You might start to see a 2 -person accounting shop have:
Their custom website
Automated custom onboarding with their own chatbot
High level of CRM and therefore follow up cadences
Their own fintech or loyalty point system
Overall, this should help boost margins or expand revenue for service businesses.
In the last decade, commerce companies were been beamed into the Atlantis of the cloud world, competing globally, selling locally. In this next decade, we may see service businesses enter the arena too. While existing locally, they're now one step elevated in a realm of competing more globally.
They've now received the same gear as the eCommerce companies of 2020s and the SaaS companies of 2010s.
Conclusion
How the landscape will shake out with GPT4 is yet to be determined, but one thing is for certain - this economic shift in cost will create a multitude of ripple effects. We still don’t know all the 3rd order impacts that will come with this, but there is a surprisingly high degree of similarities between this and eCommerce.

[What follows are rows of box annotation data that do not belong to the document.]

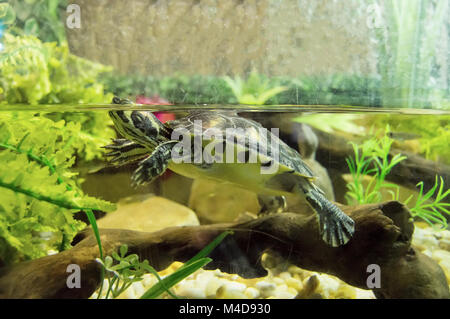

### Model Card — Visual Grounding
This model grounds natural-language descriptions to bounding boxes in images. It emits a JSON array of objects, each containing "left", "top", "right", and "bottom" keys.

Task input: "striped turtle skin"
[{"left": 105, "top": 97, "right": 354, "bottom": 247}]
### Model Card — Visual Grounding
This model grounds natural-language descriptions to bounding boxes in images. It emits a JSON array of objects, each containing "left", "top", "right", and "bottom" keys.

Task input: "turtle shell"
[{"left": 166, "top": 111, "right": 314, "bottom": 179}]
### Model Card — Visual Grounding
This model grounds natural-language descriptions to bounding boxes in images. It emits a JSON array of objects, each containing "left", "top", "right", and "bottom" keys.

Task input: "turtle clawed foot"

Ironically, the introduction of GPT4 might actually commoditize the very sector that created them - software development. And it might put more power into the hands of distribution - sales, marketing, and brand. After all, in a commoditized world, personalization and distribution becomes king.
In a world where distribution is king, power actually reverts back to personalized relationships. This could create a whole industry of service businesses that can compete globally, while existing locally.
As we enter this new era of micro-niche services and hyper-competition, it is crucial to remember that humans decide with their emotions and rationalize with their spreadsheets. The landscape is changing rapidly, and those who can adapt and leverage these new opportunities will be the ones who thrive.